As we’ve reported, increasingly aggressive immigration policies under the Trump administration are ripping apart families, both at the border and in neighborhoods throughout the U.S. Now, new research reveals these tactics are reverberating through schools, spreading fear among children and driving college-age students away from our universities.
A recent study of 3,500 educators in 730 schools across 12 states shows that both immigrant students and U.S. citizen children of immigrants are terrified that they, their families and their friends will be picked up by ICE (Immigration and Customs Enforcement).
Nearly 90 percent of administrators reported observing behavioral and/or emotional problems with students worried about immigration enforcement. Two-thirds of teachers and staff said that even students whose families are not targets of enforcement experience fear and concern that adversely affect their education.

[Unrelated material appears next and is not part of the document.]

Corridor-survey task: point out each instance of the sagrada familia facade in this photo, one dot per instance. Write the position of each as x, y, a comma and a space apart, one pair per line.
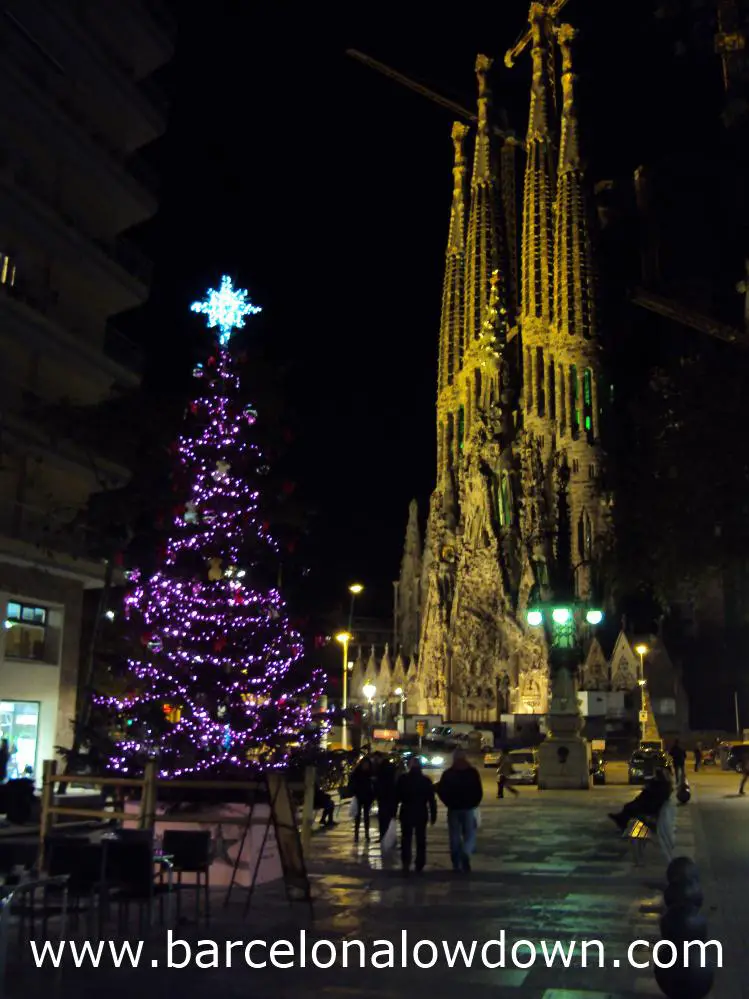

“We have one student who had attempted to slit her wrists because her family has been separated and she wants to be with her mother.” –Teacher in Maryland
The educators stated that “it was, at times, very difficult for students to learn and teachers to teach.” They reported absences, worsening academic performance, and less parental involvement in the lives of students. Some students’ family members had already been deported or lost their jobs due to their status, resulting in children not having enough money for food or other basic needs.
A teacher in a Southern state said: “Several students have arrived at school crying, withdrawn and refusing to eat lunch because they have witnessed deportation of a family member. Some students show anxiety symptoms… All of this impacts their ability to focus and complete work, which further affects them academically.”
One teacher in the Midwest related how an immigration raid had affected previously high-performing students: “I noticed those students behaving so differently. They don’t sit or stand tall. They do not want to participate in presentations. They do not want to be called [on]. They seem disconnected or uninterested now.”
Even grade-schoolers “are worried that their parents will be taken away. They are afraid that they don’t know how to care for their younger siblings,” one teacher noted. A fourth-grader told her teacher that “her mom is teaching her how to make food and feed her baby sister in case the mom is taken away.”
“I had one student who came back the day after prom and would not eat or talk to anyone. I finally found out from one of her friends that she came home from prom to find her mom deported and never had the chance to say good-bye or anything.” –Teacher in California
Universities are also being negatively impacted, both for these reasons and because fewer international students are attending American universities.
In 2017, the State Department issued 393,573 international student visas. That’s a 17 percent decrease from 2016 and an almost 40 percent drop from 2015.
Ramped-up security and the unwelcoming, xenophobic climate that has festered since Trump’s rise to power are contributing to this problem. And it is a problem, since international students often pay two to three times as much in tuition. Without them, schools are losing millions of dollars.
The biggest fallout has been in students from China and India, which bring a high percentage of individuals who study STEM fields. The loss of those students will exacerbate the brain-drain the U.S. is already suffering due to the Trump administration’s vehement anti-science stance.
The drop-off in international students will likely spark a drop in the economy and jobs. In 2017, international students contributed nearly $37 billion to the economy and supported more than 450,000 jobs.
Again and again, the Trump administration’s xenophobic “America first” attitude is backfiring – harming the country’s values, people, economy and international standing.